When the grass is green and Colorado’s reservoirs look full, it can be hard to imagine restrictions on water use in the Centennial State. But Anne Castle (ApMath’73; Law ’81) knows better than most that shortages elsewhere in the West can affect Coloradans, even when there’s snow on the slopes.
She also knows that living with less water will probably become a necessity in the West, as recent droughts in California have proved there.
"There's nothing like a good crisis” to focus attention, said the former high-ranking U.S. Department of the Interior official, now a senior fellow at Colorado Law School’s Getches-Wilkinson Center for Natural Resources, Energy and the Environment.
Castle’s big picture view comes from a long career in water law and policy, first in private law practice in Denver, then at Interior, where she was assistant secretary for water and science for five years during the Obama administrations.
In that role, she oversaw the U.S. Geological Survey and Bureau of Reclamation, both of which play huge roles in federal water policy, calling it “the best job in Washington.”
Castle, a native Coloradan, had effectively been preparing for it for decades.
After graduating from Colorado Law in 1981, she joined the regional firm Holland & Hart in Denver for the next 28 years.
From the start, she worked on interstate and intrastate water litigation, representing diverse clients, including ski areas, mining companies, environmental organizations, ranchers, real estate developers and municipalities.
When she joined the government, she initiated studies that led to innovative, science-based operations.

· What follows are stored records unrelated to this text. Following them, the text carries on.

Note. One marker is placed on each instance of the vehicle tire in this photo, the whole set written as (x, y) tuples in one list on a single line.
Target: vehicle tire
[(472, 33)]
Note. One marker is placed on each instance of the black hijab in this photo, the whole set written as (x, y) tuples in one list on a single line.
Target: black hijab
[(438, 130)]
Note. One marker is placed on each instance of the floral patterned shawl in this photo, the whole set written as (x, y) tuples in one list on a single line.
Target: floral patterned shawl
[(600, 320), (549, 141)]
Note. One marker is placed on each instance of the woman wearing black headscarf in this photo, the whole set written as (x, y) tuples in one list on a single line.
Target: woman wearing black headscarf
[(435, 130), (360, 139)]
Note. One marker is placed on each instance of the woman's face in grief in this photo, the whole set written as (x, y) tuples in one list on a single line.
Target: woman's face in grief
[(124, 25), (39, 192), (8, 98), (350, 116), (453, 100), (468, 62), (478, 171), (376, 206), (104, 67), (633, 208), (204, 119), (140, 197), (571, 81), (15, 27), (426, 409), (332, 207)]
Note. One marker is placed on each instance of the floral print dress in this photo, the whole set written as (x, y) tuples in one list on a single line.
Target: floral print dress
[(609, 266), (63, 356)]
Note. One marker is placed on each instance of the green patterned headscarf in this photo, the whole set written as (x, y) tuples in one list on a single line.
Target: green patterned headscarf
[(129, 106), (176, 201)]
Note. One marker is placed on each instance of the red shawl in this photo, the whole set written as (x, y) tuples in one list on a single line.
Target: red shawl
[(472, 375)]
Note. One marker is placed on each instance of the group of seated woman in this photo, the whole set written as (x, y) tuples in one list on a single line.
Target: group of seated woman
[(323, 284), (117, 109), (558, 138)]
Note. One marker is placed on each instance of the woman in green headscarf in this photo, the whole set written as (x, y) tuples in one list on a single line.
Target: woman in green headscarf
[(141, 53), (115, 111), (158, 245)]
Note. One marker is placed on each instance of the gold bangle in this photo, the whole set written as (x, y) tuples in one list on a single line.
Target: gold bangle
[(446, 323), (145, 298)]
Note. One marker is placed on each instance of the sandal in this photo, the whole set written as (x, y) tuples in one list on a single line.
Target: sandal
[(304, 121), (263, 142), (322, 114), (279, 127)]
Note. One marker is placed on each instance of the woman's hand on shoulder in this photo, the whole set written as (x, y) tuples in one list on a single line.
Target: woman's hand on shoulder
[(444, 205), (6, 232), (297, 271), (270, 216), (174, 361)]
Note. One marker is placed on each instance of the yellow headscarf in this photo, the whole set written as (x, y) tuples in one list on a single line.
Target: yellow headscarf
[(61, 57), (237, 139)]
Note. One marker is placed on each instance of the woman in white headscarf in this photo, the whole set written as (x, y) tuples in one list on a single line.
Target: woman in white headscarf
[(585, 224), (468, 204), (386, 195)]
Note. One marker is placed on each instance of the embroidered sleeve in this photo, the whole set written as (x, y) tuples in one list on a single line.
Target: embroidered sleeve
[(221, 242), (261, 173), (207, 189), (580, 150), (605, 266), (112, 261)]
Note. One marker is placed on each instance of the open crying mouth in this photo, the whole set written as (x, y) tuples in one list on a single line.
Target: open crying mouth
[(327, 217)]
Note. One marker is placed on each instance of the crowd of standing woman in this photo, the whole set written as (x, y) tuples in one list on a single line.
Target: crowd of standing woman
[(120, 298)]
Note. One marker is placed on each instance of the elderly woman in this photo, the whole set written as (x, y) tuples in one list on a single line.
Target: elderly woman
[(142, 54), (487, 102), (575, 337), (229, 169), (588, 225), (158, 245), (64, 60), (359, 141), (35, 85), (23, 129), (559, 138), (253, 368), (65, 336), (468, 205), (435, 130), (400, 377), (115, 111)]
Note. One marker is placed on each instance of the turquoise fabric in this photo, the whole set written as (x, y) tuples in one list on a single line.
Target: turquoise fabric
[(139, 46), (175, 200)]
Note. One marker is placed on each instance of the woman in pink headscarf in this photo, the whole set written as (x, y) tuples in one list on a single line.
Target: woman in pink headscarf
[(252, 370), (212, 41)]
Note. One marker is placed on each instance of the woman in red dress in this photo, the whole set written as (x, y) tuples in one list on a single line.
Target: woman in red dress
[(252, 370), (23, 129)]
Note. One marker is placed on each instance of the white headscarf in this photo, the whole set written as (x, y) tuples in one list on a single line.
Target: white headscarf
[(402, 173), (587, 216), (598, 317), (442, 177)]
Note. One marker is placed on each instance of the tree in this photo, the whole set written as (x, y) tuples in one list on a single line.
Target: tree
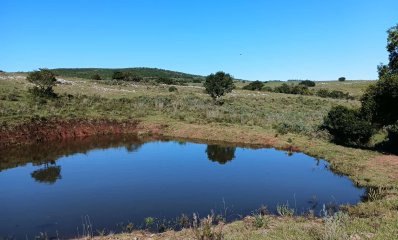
[(44, 80), (220, 154), (380, 101), (392, 48), (254, 86), (96, 77), (347, 126), (307, 83), (118, 75), (218, 84)]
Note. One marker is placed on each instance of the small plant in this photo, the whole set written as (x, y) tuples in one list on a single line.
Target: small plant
[(307, 83), (219, 84), (96, 77), (284, 210), (44, 80), (173, 89), (254, 86), (206, 230), (149, 221)]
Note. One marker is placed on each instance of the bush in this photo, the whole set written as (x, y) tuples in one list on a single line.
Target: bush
[(218, 84), (173, 89), (44, 80), (254, 86), (324, 93), (307, 83), (164, 80), (96, 77), (118, 75), (379, 103), (347, 126)]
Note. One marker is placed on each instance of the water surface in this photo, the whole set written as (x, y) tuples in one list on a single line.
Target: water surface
[(53, 186)]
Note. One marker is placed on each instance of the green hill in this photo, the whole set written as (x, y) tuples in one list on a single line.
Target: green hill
[(106, 73)]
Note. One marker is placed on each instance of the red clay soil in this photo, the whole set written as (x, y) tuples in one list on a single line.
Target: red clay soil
[(39, 131)]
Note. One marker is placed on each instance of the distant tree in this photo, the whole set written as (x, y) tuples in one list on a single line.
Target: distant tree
[(254, 86), (392, 48), (44, 80), (96, 77), (307, 83), (380, 101), (220, 154), (173, 89), (218, 84), (117, 75), (347, 126)]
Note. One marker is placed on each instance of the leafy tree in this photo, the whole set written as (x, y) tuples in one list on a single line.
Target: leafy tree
[(392, 48), (307, 83), (380, 101), (96, 77), (220, 154), (44, 80), (218, 84), (118, 75), (254, 86), (347, 126)]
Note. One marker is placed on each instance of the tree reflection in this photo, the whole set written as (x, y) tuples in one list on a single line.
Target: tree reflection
[(220, 154), (48, 174)]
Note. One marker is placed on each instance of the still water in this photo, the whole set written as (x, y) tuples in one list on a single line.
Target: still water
[(55, 187)]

A major accomplishment was a new long-term plan that will guide operations at Glen Canyon Dam, a major hydroelectric power producer on the Colorado River in Arizona, for the next 20 years.

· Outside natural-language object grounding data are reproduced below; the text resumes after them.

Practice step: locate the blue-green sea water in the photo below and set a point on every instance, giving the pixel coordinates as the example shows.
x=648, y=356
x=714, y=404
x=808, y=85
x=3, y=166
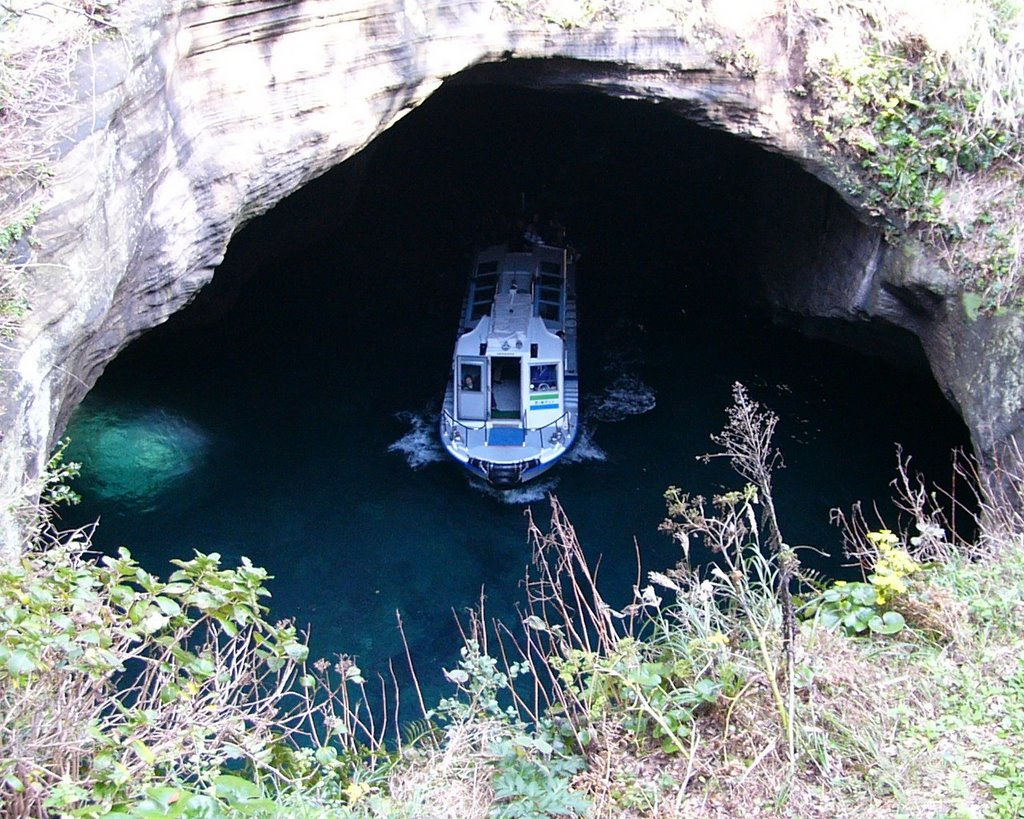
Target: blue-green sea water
x=291, y=416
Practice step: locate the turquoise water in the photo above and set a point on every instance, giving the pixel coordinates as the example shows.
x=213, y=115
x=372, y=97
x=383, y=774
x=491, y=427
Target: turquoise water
x=291, y=416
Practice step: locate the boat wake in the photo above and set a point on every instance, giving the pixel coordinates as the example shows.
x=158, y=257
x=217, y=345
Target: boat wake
x=586, y=447
x=520, y=496
x=420, y=445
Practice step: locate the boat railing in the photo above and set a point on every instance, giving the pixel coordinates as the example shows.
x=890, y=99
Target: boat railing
x=558, y=430
x=456, y=431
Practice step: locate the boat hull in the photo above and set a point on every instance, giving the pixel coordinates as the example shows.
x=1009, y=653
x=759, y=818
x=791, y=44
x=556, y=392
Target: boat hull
x=511, y=406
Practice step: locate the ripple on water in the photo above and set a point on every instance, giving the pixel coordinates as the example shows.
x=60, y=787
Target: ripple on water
x=421, y=445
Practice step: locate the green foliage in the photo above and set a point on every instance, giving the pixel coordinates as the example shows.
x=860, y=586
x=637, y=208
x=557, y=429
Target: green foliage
x=652, y=692
x=855, y=608
x=114, y=682
x=11, y=233
x=531, y=780
x=56, y=489
x=905, y=117
x=912, y=121
x=531, y=768
x=860, y=607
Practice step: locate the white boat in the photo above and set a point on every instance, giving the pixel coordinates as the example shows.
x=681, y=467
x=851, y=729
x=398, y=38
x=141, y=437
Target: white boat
x=512, y=403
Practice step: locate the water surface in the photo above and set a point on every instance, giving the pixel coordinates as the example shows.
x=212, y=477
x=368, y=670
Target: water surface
x=292, y=417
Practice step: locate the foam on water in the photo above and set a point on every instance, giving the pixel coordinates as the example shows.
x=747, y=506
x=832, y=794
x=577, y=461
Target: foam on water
x=134, y=454
x=585, y=447
x=421, y=445
x=626, y=396
x=521, y=496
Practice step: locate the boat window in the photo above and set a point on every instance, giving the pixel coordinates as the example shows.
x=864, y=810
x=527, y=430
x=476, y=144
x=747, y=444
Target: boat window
x=543, y=378
x=469, y=378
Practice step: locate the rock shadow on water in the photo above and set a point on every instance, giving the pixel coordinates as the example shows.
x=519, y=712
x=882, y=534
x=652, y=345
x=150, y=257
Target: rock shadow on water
x=136, y=457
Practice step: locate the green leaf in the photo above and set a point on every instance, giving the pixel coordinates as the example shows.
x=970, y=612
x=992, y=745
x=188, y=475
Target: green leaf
x=236, y=788
x=296, y=651
x=327, y=756
x=890, y=622
x=19, y=663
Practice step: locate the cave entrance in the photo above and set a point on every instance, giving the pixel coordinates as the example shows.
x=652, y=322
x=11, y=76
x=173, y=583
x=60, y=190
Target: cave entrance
x=291, y=413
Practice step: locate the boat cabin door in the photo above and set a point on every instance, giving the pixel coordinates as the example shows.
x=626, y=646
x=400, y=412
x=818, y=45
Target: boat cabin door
x=506, y=387
x=472, y=389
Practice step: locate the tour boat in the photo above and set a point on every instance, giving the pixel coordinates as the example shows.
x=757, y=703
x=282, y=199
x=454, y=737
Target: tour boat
x=512, y=403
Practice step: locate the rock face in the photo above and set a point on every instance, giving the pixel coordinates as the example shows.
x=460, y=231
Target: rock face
x=200, y=117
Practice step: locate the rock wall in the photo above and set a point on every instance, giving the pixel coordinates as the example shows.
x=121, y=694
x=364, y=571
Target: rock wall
x=200, y=116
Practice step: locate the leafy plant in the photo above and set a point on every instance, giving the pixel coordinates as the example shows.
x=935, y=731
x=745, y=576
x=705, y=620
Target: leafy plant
x=860, y=607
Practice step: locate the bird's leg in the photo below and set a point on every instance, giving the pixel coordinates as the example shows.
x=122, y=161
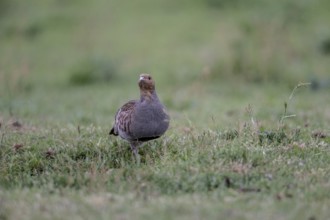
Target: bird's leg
x=135, y=149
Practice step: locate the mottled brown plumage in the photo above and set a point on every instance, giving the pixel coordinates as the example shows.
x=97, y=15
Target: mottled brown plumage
x=141, y=120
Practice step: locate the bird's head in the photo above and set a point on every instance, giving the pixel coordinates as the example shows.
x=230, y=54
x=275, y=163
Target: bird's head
x=146, y=83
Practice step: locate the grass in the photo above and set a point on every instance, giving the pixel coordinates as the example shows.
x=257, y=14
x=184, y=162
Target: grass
x=227, y=72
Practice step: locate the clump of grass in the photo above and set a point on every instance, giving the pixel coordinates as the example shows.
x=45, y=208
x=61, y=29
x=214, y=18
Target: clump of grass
x=92, y=71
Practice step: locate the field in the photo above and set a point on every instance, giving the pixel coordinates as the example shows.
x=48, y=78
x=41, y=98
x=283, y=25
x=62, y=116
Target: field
x=246, y=84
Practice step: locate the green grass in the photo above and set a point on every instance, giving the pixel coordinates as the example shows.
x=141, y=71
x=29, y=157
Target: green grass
x=224, y=69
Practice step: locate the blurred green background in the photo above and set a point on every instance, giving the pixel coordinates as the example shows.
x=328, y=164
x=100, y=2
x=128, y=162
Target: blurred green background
x=223, y=68
x=79, y=60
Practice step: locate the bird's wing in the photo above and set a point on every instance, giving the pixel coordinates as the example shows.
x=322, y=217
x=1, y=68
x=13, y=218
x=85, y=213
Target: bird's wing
x=123, y=118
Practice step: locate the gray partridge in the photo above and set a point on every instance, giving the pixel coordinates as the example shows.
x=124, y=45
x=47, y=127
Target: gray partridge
x=141, y=120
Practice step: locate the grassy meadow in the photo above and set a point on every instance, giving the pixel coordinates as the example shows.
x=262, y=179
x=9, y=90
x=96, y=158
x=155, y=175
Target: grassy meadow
x=246, y=84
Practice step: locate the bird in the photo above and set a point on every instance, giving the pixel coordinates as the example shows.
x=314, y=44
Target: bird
x=141, y=120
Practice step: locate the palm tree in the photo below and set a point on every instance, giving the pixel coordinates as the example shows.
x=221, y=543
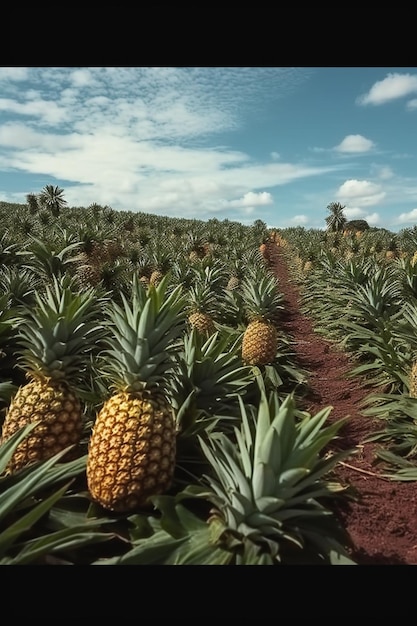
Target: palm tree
x=336, y=221
x=51, y=198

Now back at CU, Castle is focused on Colorado’s own water plan and Colorado River management policy broadly.
The state aims to help reduce the gap projected between water supply and demand. A particular interest for Castle concerns alternative transfer methods, or ATMs, which are intended to give cities access to new water supplies without permanently transferring land and water rights from farmers and taking agricultural land out of production.
Castle also is working to address the balance between supply and demand in the vast, multi-state Colorado River basin. Today its reservoirs are at about 50 percent of capacity, and the effects of climate change, including rising temperatures, are not going to diminish anytime soon.
No matter who’s in charge in Washington, D.C., the Western U.S. — and eventually the whole country — will be forced to plan for a drier future.
For Castle, this means embracing conservation, looking at things like recycling and reuse of water and even desalination.
“When it comes to water scarcity, the West is on the forefront,” she said, “but it's coming to a city near you.”